66.249.71.nn - - [24/Oct/2010:06:25:58 -0400] "GET /osc/popup_image.php?pID=3105 HTTP/1.1" 200 736 "-" "Mozilla/5.0 (compatible; Googlebot/2.1; +http://www.google.com/bot.html)"
I also have this further down where I list all the specific bots:
What am I doing wrong? Googlebot totally descended on my site today like gang busters.

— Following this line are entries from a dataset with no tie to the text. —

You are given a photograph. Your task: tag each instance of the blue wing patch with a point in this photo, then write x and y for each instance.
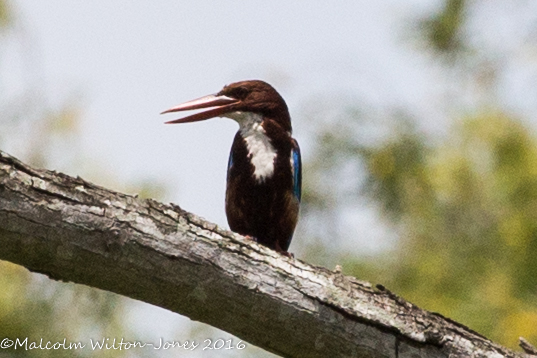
(297, 171)
(230, 162)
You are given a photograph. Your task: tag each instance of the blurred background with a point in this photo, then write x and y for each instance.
(417, 122)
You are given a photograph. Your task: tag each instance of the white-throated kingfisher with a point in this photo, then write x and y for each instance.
(264, 174)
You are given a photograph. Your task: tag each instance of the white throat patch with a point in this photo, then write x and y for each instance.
(260, 150)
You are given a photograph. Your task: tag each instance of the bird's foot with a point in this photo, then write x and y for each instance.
(249, 237)
(288, 254)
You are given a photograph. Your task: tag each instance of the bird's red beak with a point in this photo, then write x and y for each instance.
(221, 104)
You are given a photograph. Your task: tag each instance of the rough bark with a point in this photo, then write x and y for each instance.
(72, 230)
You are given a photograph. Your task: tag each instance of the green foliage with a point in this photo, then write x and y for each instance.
(467, 217)
(443, 30)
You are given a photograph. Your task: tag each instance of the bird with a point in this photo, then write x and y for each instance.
(264, 171)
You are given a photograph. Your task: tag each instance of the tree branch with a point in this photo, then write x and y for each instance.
(72, 230)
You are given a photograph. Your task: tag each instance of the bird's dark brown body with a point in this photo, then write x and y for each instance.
(264, 171)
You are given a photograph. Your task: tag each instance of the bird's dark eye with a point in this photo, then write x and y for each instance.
(240, 92)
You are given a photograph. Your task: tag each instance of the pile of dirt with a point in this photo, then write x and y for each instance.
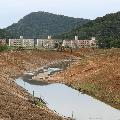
(96, 73)
(16, 103)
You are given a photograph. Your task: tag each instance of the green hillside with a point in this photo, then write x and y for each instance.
(106, 29)
(42, 24)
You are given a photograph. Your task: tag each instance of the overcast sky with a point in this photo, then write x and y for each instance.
(12, 10)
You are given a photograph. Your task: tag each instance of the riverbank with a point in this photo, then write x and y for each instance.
(96, 73)
(15, 102)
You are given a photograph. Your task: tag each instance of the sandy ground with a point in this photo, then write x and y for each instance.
(16, 103)
(96, 72)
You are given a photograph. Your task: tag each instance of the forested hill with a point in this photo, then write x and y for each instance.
(106, 29)
(42, 24)
(4, 34)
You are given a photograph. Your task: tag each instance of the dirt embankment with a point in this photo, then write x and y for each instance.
(96, 73)
(14, 101)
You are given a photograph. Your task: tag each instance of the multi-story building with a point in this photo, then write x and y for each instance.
(2, 41)
(47, 43)
(25, 43)
(80, 43)
(52, 43)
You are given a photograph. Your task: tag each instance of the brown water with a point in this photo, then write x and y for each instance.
(67, 101)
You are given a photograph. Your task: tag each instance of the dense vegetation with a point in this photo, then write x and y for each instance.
(4, 34)
(42, 24)
(106, 29)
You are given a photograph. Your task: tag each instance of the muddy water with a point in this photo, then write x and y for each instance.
(67, 101)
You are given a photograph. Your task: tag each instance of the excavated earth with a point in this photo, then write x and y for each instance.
(15, 102)
(96, 72)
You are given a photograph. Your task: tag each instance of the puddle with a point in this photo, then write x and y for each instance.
(67, 101)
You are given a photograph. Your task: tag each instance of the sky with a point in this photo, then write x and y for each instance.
(11, 11)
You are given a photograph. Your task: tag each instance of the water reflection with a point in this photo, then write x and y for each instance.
(67, 101)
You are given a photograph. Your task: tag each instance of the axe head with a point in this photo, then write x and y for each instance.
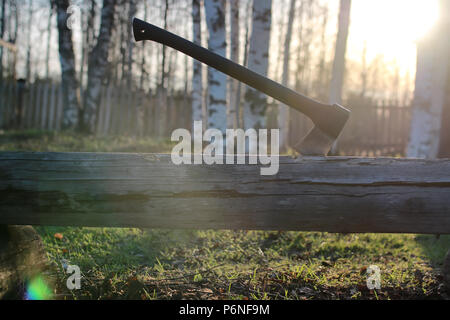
(329, 121)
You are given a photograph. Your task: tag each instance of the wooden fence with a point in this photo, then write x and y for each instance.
(373, 130)
(121, 111)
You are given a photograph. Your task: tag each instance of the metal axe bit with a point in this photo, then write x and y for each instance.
(329, 120)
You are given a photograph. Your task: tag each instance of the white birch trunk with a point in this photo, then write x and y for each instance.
(233, 106)
(255, 104)
(197, 88)
(98, 62)
(69, 80)
(433, 54)
(217, 81)
(283, 110)
(337, 76)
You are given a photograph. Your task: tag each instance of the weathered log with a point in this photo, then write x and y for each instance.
(446, 271)
(22, 257)
(146, 190)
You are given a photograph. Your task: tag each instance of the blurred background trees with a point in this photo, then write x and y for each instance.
(105, 83)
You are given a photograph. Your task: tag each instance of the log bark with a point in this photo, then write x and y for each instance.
(147, 190)
(22, 256)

do you have a section for regular "Googlebot"?
have you tested your robots.txt in the Crawler access section of GWT?
I do not have a section for the regular Googlebot. I have tested my robots.txt in the Crawler access section of GWT and it is working. Googlebot has access to most of my site, but the specific file referenced is blocked by robots.txt. Do I need to put an asterisk behind the popup_image.php* ?
I used to have my robots.txt file with some bots totally disallowed and one single section for those parts of my site which were disallowed to everyone.
It must now be about a year ago, Google started poking into the disallowed parts, even picking up images etc, (though Image bot is entirely disallowed) so I wrote a specific section for Gbot alone detailing everything it has to keep its hands off and that works.
When you have a section for Googlebot, Google reads ONLY that section.
Here's a detailed thread from 4 years ago... [webmasterworld.com...]
|Do I need to put an asterisk behind the popup_image.php* ? |
the robots exclusion protocol for robots.txt matches left-to-right, so the wildcard should not be necessary.
perhaps the Googlebot-Image section is triggering something.
i would try repeating the wildcard User-Agent exclusion in a Googlebot-specific section.
I tried creating a section just for the googlebot and it looks like that did the trick. I'll see if they are still obeying the robots.txt tomorrow. Thanks all.
Just a follow up to my last post. Yes, the changes in robots.txt did the trick. Googlebot is now obeying all directives. Thanks for all the help.
it's good that you were able to fix that, but the GWT Help documentation i linked to above doesn't match the results you observed.
Perhaps Google should change their docs. I just did the same thing with MSN and that works, too.